Nowy radny od dziś sprawuje mandat w Radzie Powiatu Ostrowieckiego. Marcin Jabłoński złożył ślubowanie i po raz pierwszy wziął udział w obradach.
Jak mówi, cieszy się, że będzie mógł współdecydować o ważnych sprawach dla powiatu i jego mieszkańców, choć obawia się osamotnienia w radzie. Od samego początku zapowiadał, że będzie radnym niezależnym. Nie ma zamiaru wiązać się z żadnym obozem w radzie, a więc nie wstąpi do klubu popierającego Jarosława Górczyńskiego, który ma większość, ani do klubu Prawa i Sprawiedliwości.
– Dość ciężko będzie mi forsować moje plany i zamierzenia, ale mam nadzieję, że znajdę jakąś platformę współpracę z radnymi z jednej i drugiej strony – mówi Marcin Jabłoński.
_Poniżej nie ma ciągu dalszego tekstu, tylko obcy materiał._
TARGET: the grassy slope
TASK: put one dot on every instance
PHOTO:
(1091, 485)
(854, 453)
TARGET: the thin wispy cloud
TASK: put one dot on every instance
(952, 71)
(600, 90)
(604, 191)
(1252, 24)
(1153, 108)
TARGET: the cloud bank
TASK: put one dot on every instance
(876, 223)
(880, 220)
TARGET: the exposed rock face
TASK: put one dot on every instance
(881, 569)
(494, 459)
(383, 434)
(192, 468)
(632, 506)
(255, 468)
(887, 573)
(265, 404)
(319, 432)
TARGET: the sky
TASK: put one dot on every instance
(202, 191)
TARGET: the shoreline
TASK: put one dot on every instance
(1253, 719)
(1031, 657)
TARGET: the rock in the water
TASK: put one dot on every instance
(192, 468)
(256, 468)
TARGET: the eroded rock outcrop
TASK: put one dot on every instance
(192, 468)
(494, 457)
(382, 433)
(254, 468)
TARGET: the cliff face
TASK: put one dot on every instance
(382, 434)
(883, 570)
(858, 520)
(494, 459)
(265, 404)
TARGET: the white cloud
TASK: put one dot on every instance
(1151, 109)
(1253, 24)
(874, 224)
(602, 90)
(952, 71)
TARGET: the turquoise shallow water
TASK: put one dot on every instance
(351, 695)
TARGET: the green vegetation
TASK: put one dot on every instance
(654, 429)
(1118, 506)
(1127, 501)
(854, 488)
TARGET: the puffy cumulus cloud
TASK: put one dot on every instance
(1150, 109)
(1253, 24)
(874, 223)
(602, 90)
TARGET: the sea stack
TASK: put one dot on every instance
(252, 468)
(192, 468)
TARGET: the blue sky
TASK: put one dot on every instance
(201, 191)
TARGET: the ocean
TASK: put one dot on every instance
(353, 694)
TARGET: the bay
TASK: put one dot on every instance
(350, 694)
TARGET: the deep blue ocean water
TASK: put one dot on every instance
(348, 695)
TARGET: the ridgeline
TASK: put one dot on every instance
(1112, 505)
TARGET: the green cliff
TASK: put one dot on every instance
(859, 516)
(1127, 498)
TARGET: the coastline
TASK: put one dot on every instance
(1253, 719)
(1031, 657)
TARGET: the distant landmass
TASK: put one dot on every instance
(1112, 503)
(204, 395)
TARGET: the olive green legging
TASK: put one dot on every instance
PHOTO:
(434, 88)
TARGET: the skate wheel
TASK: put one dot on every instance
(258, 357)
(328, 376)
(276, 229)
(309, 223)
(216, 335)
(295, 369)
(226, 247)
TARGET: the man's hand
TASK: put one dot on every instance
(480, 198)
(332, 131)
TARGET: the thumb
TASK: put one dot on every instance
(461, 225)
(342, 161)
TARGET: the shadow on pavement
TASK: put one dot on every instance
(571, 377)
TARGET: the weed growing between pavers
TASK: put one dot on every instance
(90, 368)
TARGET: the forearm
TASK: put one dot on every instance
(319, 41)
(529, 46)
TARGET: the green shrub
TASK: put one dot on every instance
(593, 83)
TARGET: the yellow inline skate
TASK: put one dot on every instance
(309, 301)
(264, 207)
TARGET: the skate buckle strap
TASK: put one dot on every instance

Radny nie podaje jednak konkretnych przykładów działań, które chciałby podjąć w tej kadencji, ale deklaruje, że pomysły wkrótce się pojawią. Zapowiedział pracę w komisjach: rewizyjnej, infrastruktury i rozwoju oraz zdrowia. W dzisiejszej debacie o stanie powiatu oraz głosowaniu nad absolutorium postanowił wstrzymać się od głosu.
– Po raz pierwszy jestem na tej sesji jako radny powiatowy. Nie było mi dane w 2019 roku obserwować tak dokładnie jak inni radni pracy zarządu czy starosty, więc moja ocena mogłaby być nierzetelna i krzywdząca – mówi Marcin Jabłoński.
Jak informowaliśmy, zmiana w radzie nastąpiła po śmierci radnego Roberta Minkiny. W okręgu nr 2, drugi wynik zdobył właśnie Marcin Jabłoński, na którego zagłosowało 276 osób.